The Pareto distribution, from a purely capitalist standpoint, is just fine—if we didn’t want democracy. But we kind of love democracy, so we have to think harder about do we want to set up the economic system with an intent of producing the maximum amount of efficiency and pressure? My answer after this six-year study is: no—we need balance. I’m not saying efficiency is bad, not at all. It’s just that when you make that the sole criteria and you have as your goal that more is always better, that’s a problem.
It sounds like you think the solution needs to come from business leaders rather than the next president, whoever that might be.
Well, yes and no. Like my view is that business executives, political leaders, educators, and citizens all have got to play a role and no one sector can fix it. I do think business has got a big role, but I honestly believe that business could try as hard as it wants to fix the problem by itself and would fail.
So what can CEOs do to fix this?
Well, one thing they can do is recognize that slack is not the ultimate enemy, that there is an optimal level of slack and they shouldn’t be pushing every system to absolutely get rid of all slack. So all excess labor, trying to drive down labor costs, trying to outsource so that you can drive down costs of everything. They and their shareholders will be better off if they show balance between pressure and friction, between efficiency and resilience.
Second is the idea of being careful about having a singular objective function. That’s what they’ve been taught ever since 1970—you know, Milton Friedman’s the business of business is business, or Mike Jensen’s [theory] that you need a single valued objective function. That’s actually bad advice. CEOs have been following it—and it’s bad advice.
What happens is the measurement of that single goal becomes the goal itself—and you start screwing up.
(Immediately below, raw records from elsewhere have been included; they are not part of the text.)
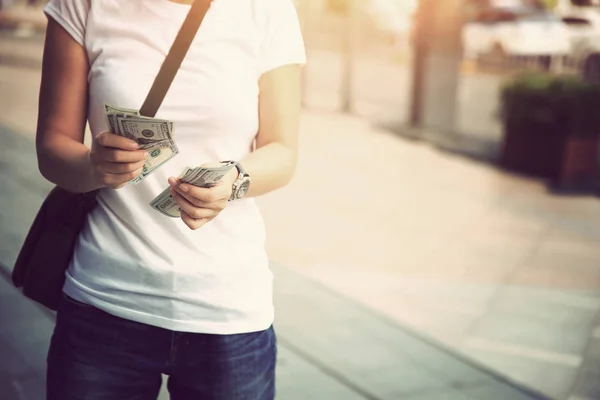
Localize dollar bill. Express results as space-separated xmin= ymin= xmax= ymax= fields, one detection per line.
xmin=131 ymin=142 xmax=179 ymax=184
xmin=104 ymin=103 xmax=179 ymax=184
xmin=150 ymin=163 xmax=234 ymax=218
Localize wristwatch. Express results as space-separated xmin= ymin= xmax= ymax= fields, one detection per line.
xmin=223 ymin=161 xmax=250 ymax=201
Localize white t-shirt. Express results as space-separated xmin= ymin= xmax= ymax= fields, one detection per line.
xmin=45 ymin=0 xmax=305 ymax=334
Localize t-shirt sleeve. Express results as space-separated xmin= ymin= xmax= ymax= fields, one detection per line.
xmin=260 ymin=0 xmax=306 ymax=74
xmin=44 ymin=0 xmax=90 ymax=46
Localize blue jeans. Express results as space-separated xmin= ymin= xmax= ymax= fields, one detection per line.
xmin=47 ymin=296 xmax=277 ymax=400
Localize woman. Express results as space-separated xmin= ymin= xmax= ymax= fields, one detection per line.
xmin=37 ymin=0 xmax=305 ymax=400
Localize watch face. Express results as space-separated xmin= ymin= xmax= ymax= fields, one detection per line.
xmin=236 ymin=179 xmax=250 ymax=199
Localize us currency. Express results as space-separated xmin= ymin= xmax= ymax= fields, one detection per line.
xmin=150 ymin=163 xmax=234 ymax=218
xmin=104 ymin=103 xmax=179 ymax=184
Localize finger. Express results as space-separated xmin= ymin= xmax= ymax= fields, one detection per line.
xmin=94 ymin=132 xmax=140 ymax=150
xmin=171 ymin=189 xmax=218 ymax=219
xmin=103 ymin=168 xmax=143 ymax=189
xmin=102 ymin=147 xmax=150 ymax=163
xmin=181 ymin=211 xmax=208 ymax=231
xmin=101 ymin=160 xmax=146 ymax=174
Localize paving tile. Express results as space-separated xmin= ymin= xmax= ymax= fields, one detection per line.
xmin=461 ymin=385 xmax=548 ymax=400
xmin=471 ymin=309 xmax=590 ymax=356
xmin=277 ymin=346 xmax=365 ymax=400
xmin=462 ymin=348 xmax=577 ymax=399
xmin=396 ymin=387 xmax=473 ymax=400
xmin=573 ymin=366 xmax=600 ymax=399
xmin=273 ymin=266 xmax=536 ymax=398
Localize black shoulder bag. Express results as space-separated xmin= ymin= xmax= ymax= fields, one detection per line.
xmin=12 ymin=0 xmax=211 ymax=310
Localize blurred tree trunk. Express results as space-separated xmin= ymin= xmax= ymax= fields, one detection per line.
xmin=338 ymin=0 xmax=360 ymax=113
xmin=410 ymin=0 xmax=467 ymax=132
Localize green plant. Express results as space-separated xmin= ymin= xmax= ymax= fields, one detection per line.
xmin=500 ymin=73 xmax=600 ymax=137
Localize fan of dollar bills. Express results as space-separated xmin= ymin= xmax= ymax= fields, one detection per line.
xmin=150 ymin=162 xmax=235 ymax=218
xmin=104 ymin=104 xmax=179 ymax=183
xmin=104 ymin=104 xmax=235 ymax=218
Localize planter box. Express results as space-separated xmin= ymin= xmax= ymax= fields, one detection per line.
xmin=500 ymin=123 xmax=566 ymax=179
xmin=558 ymin=137 xmax=598 ymax=186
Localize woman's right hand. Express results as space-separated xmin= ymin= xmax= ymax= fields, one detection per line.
xmin=90 ymin=132 xmax=148 ymax=189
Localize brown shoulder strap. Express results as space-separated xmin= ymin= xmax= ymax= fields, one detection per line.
xmin=140 ymin=0 xmax=212 ymax=117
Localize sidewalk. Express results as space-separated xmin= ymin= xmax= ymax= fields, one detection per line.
xmin=0 ymin=1 xmax=47 ymax=33
xmin=0 ymin=27 xmax=600 ymax=400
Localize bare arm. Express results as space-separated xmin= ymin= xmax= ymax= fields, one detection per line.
xmin=240 ymin=65 xmax=301 ymax=196
xmin=36 ymin=18 xmax=98 ymax=192
xmin=169 ymin=65 xmax=300 ymax=230
xmin=36 ymin=18 xmax=145 ymax=193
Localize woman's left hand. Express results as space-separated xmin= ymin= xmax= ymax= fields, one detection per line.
xmin=169 ymin=164 xmax=238 ymax=230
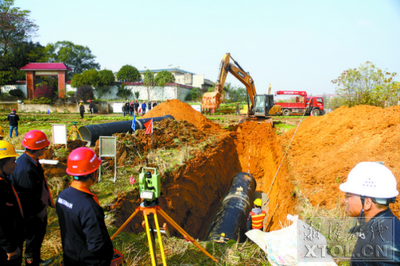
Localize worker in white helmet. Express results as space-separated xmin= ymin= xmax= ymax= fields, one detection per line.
xmin=339 ymin=162 xmax=400 ymax=265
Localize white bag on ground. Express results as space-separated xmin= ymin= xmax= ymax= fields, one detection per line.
xmin=246 ymin=214 xmax=336 ymax=266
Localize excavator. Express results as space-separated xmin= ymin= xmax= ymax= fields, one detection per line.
xmin=201 ymin=53 xmax=282 ymax=118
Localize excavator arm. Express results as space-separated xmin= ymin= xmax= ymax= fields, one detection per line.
xmin=201 ymin=53 xmax=256 ymax=109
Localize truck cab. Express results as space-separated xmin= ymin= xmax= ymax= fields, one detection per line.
xmin=306 ymin=97 xmax=325 ymax=116
xmin=254 ymin=94 xmax=281 ymax=116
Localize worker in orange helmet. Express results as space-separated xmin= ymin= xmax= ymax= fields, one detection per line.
xmin=56 ymin=147 xmax=114 ymax=266
xmin=247 ymin=199 xmax=267 ymax=231
xmin=11 ymin=130 xmax=55 ymax=265
xmin=0 ymin=140 xmax=25 ymax=266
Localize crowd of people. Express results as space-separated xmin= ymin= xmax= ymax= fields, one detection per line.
xmin=0 ymin=130 xmax=114 ymax=266
xmin=0 ymin=105 xmax=400 ymax=266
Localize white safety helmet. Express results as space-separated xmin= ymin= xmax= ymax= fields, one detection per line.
xmin=339 ymin=162 xmax=399 ymax=200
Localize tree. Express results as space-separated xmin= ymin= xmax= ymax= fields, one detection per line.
xmin=71 ymin=69 xmax=100 ymax=88
xmin=143 ymin=69 xmax=157 ymax=101
xmin=228 ymin=87 xmax=247 ymax=102
xmin=99 ymin=69 xmax=115 ymax=86
xmin=332 ymin=61 xmax=399 ymax=107
xmin=0 ymin=0 xmax=38 ymax=61
xmin=117 ymin=65 xmax=141 ymax=82
xmin=45 ymin=41 xmax=100 ymax=77
xmin=154 ymin=70 xmax=175 ymax=100
xmin=75 ymin=85 xmax=94 ymax=101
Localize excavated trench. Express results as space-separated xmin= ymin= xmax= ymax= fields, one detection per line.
xmin=111 ymin=100 xmax=294 ymax=239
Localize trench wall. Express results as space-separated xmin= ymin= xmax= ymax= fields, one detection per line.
xmin=116 ymin=122 xmax=294 ymax=239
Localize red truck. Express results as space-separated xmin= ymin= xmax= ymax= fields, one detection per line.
xmin=275 ymin=91 xmax=325 ymax=116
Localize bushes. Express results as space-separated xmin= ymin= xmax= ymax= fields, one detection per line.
xmin=8 ymin=89 xmax=25 ymax=99
xmin=75 ymin=85 xmax=94 ymax=102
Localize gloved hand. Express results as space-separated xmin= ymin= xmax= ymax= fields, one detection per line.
xmin=7 ymin=247 xmax=21 ymax=260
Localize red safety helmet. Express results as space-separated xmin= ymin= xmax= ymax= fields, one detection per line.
xmin=67 ymin=147 xmax=101 ymax=176
xmin=22 ymin=130 xmax=50 ymax=150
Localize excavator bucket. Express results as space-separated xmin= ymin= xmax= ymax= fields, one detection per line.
xmin=201 ymin=91 xmax=222 ymax=110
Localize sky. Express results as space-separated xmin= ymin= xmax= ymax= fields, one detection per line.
xmin=15 ymin=0 xmax=400 ymax=95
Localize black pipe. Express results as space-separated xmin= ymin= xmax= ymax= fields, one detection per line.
xmin=78 ymin=115 xmax=175 ymax=146
xmin=207 ymin=172 xmax=257 ymax=243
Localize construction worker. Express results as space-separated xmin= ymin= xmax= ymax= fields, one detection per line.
xmin=247 ymin=199 xmax=267 ymax=231
xmin=11 ymin=130 xmax=55 ymax=265
xmin=7 ymin=109 xmax=19 ymax=138
xmin=79 ymin=103 xmax=85 ymax=119
xmin=339 ymin=162 xmax=400 ymax=265
xmin=56 ymin=147 xmax=114 ymax=266
xmin=0 ymin=127 xmax=6 ymax=140
xmin=0 ymin=140 xmax=25 ymax=266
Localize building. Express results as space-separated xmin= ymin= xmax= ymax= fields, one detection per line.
xmin=139 ymin=68 xmax=214 ymax=92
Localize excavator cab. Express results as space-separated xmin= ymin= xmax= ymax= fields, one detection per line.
xmin=252 ymin=94 xmax=281 ymax=116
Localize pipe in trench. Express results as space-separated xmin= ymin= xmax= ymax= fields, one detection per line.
xmin=78 ymin=115 xmax=175 ymax=146
xmin=207 ymin=172 xmax=257 ymax=243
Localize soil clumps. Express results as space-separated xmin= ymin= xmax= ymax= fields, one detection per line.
xmin=286 ymin=105 xmax=400 ymax=213
xmin=143 ymin=100 xmax=221 ymax=132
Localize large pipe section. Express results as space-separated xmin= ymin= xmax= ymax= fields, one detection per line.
xmin=79 ymin=115 xmax=175 ymax=146
xmin=207 ymin=172 xmax=257 ymax=243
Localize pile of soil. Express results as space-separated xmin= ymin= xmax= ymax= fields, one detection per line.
xmin=95 ymin=119 xmax=208 ymax=166
xmin=286 ymin=106 xmax=400 ymax=215
xmin=143 ymin=100 xmax=221 ymax=132
xmin=115 ymin=100 xmax=295 ymax=235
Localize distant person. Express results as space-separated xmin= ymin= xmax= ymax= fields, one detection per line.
xmin=142 ymin=101 xmax=146 ymax=115
xmin=0 ymin=140 xmax=25 ymax=266
xmin=0 ymin=127 xmax=6 ymax=140
xmin=133 ymin=100 xmax=139 ymax=114
xmin=124 ymin=100 xmax=129 ymax=116
xmin=7 ymin=109 xmax=19 ymax=138
xmin=56 ymin=147 xmax=114 ymax=266
xmin=129 ymin=101 xmax=134 ymax=116
xmin=236 ymin=103 xmax=240 ymax=115
xmin=79 ymin=103 xmax=85 ymax=119
xmin=339 ymin=162 xmax=400 ymax=265
xmin=247 ymin=199 xmax=267 ymax=231
xmin=122 ymin=104 xmax=125 ymax=116
xmin=89 ymin=100 xmax=94 ymax=115
xmin=11 ymin=130 xmax=55 ymax=266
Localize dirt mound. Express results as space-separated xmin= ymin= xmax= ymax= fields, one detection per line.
xmin=286 ymin=106 xmax=400 ymax=211
xmin=95 ymin=119 xmax=209 ymax=166
xmin=40 ymin=139 xmax=87 ymax=178
xmin=112 ymin=122 xmax=295 ymax=238
xmin=143 ymin=100 xmax=221 ymax=131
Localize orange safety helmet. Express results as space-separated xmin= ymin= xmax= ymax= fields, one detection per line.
xmin=0 ymin=140 xmax=19 ymax=160
xmin=67 ymin=147 xmax=101 ymax=176
xmin=22 ymin=130 xmax=50 ymax=150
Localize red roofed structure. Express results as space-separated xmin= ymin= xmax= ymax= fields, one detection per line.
xmin=21 ymin=63 xmax=72 ymax=99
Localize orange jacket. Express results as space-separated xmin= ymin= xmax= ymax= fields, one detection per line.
xmin=249 ymin=211 xmax=267 ymax=230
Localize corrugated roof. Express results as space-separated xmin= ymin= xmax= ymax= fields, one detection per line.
xmin=20 ymin=63 xmax=72 ymax=71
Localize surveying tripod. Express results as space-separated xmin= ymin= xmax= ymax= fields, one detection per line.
xmin=67 ymin=122 xmax=83 ymax=141
xmin=111 ymin=201 xmax=217 ymax=266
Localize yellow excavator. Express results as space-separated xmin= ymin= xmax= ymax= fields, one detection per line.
xmin=201 ymin=53 xmax=282 ymax=117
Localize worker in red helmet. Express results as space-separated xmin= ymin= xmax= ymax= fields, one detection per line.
xmin=0 ymin=140 xmax=25 ymax=266
xmin=56 ymin=147 xmax=114 ymax=266
xmin=7 ymin=109 xmax=19 ymax=138
xmin=11 ymin=130 xmax=55 ymax=265
xmin=247 ymin=199 xmax=267 ymax=231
Shareholder value maximization, for example. There is no data to support the notion that attempting to maximize shareholder value maximizes shareholder value. Isn’t that ironic? I would have thought that there would be a strong correlation but there isn’t—because of what Aristotle said way back when. Aristotle said, if man sets out to be happy, then his is not likely to end up happy. If, instead, a man sets out to lead a good life, by which he meant a life of servitude to his fellow man and in communities, he’s likely to end up happy.
It’s the same for shareholder value maximization— if that is your singular goal, and you tell your employees, your customers, everybody who’s willing to listen that you’re into shareholder value maximization, it makes it harder to maximize shareholder value. And that’s the problem with having these absolutely singular goals. It doesn’t help your chances of getting there. That’s what Wells Fargo did, right? They had the singular goal of more accounts per customer, because they wanted to have more loyal customers and loyal customers have more accounts. So what did they do? They created an environment in which people said the measure—accounts per customer—is the goal, but not that loyalty is the goal. So if you have multiple measures that you are striving for—like Southwest Airlines, where you are trying to be the lowest cost airline and the highest customer satisfaction, highest employee satisfaction, and most profitable airline—you can’t go overboard on any one thing. You have to have a system that creates a balance that creates all of those things simultaneously. So you actually end up paying your employees more, even though you’re the low-cost airline. How can you do that? Well, you arrange your affairs so that you need fewer employees per passenger seat mile, because you’ve got a more efficient and effective system, but you only got there because you were trying to solve for multiple things. Any executive can do that. That’s completely within their power. And that will contribute to making it a better functioning economy.